If you’ve found yourself disappointed in the place you find yourself today, I do not know much of what to say. But I do know what I want to do: I want to reach out and extend my digital hand to you, because I’m there, too. Perhaps you’re ready to take my hand, to wave your white flag of surrender, to admit you cannot be a pandemic optimist any longer. But perhaps you’re not. Perhaps you’d like to be a pandemic pessimist for a while. I get that, too. There is no reason to rush through the grief you feel. It takes time to and will continue to take time to process through these last 250 days: all the changes plans and dashed-dreams, all the hopes and expectations for change and progress and unity and peace. I encourage you to take the time you need.
But I’d also encourage you to not think you have to take it alone.
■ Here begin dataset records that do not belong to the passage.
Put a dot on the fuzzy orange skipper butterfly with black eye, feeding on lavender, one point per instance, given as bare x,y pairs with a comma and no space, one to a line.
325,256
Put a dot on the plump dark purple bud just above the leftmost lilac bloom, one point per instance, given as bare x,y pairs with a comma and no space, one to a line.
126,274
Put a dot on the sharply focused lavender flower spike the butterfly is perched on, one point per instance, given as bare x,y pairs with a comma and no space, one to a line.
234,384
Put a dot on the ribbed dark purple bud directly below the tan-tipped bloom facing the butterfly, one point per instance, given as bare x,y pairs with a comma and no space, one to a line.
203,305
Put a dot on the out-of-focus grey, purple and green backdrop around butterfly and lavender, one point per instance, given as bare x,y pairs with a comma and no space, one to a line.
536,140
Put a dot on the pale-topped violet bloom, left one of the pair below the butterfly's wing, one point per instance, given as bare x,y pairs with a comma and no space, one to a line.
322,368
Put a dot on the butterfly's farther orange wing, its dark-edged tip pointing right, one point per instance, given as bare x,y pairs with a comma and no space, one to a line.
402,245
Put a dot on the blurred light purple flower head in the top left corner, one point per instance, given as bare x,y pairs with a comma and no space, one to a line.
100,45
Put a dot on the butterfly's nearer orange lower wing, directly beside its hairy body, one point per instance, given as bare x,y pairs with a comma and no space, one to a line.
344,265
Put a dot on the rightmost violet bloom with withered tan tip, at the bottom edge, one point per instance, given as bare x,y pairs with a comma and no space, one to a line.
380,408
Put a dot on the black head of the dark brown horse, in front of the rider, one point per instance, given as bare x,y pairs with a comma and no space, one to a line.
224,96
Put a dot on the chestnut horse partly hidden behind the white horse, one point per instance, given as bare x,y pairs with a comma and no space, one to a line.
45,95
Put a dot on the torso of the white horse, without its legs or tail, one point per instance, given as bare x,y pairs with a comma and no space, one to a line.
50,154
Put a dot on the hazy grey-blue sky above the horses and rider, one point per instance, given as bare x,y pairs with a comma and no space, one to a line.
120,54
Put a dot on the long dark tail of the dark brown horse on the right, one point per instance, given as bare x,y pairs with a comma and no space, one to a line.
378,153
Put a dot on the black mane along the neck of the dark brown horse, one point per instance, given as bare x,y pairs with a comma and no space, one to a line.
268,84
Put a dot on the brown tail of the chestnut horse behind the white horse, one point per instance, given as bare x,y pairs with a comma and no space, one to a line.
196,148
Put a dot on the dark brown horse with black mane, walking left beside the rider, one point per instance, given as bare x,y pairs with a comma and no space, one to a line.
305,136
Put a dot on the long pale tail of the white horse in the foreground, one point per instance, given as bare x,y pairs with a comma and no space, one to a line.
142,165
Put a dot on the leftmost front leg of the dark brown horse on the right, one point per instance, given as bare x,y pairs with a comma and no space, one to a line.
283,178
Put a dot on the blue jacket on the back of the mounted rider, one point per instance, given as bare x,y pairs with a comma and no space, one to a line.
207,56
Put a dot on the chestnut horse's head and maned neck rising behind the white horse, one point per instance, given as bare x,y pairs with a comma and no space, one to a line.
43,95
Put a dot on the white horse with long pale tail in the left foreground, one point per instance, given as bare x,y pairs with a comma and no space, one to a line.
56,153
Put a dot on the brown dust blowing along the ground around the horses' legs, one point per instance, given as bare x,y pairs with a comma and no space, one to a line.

In a book called This Too Shall Last, the author K. J. Ramsey writes these words:
“I want to live in the equidistant place between truth and sorrow, the place where pain dwells companionably with mystery….I wondered if this is the surprising way of Jesus, the man who so fully honored our pain that he took it into his very body and carried it to the cross. I wondered if his is a story we can’t fully remember on our own, if it takes phone calls and gentle prodding to be honest and be seen to spot through the rushing storms of today that our stories are still part of his. I wondered if finding grace when suffering lingers requires moving from hiding to honest, from naked to clothed, from withholding and ashamed in our singular stories of suffering to being held in a shared story of God’s solidarity with our pain.”
Consider this blog post your gentle prodding, friends. I invite you to come stand with me and countless others whose years have not gone according to Plan A or Plan B or Plan ZZ. As we all stand here together, I want to propose an idea: let your dreams for what the last 250 days—and maybe many before that, too—could have been fall and fade, be swept aside and taken away. “Listen to carrion — put your ear close, and hear the faint chattering of the songs that are to come,” Wendell Berry writes.
Maybe the disappointments of this pandemic are creating the fertile soil from which something healthier can grow. Maybe the pessimism we’re feeling invites us to think bigger than this moment, bigger than ourselves, our particular dream worlds, imagined-ideal-existences. Maybe the shortcomings in our well-laid pandemic plans would be a reminder that we are not our successes or our failures.
Maybe this will end soon and maybe it won’t. But of this I am certain: God was not lying when he promised us that he would never leave us or forsake us. That is not a promise from and for an ideal world, an ideal you. It is a promise that exists right here, right now: for me, for you.
In the chaos of 2020, this promise may sound only like a faint chattering. But it is there. Listen close.
One response to “250 Days Later: Letters in a Pandemic ”
As I have gotten older I have come to realize that my plans are not always God’s plans. If I can accept that what is happening is God’s plan than I do not feel disappointment. In fact things go much smoother. I hope you continue with your plans to reach out and encourage others. You will be blessed.
I also wanted to mention that although we live in Michigan now, my husband grew up near Kent, Ohio in a small town called Mantua. He often mentions Kent when telling me stories from when he was young.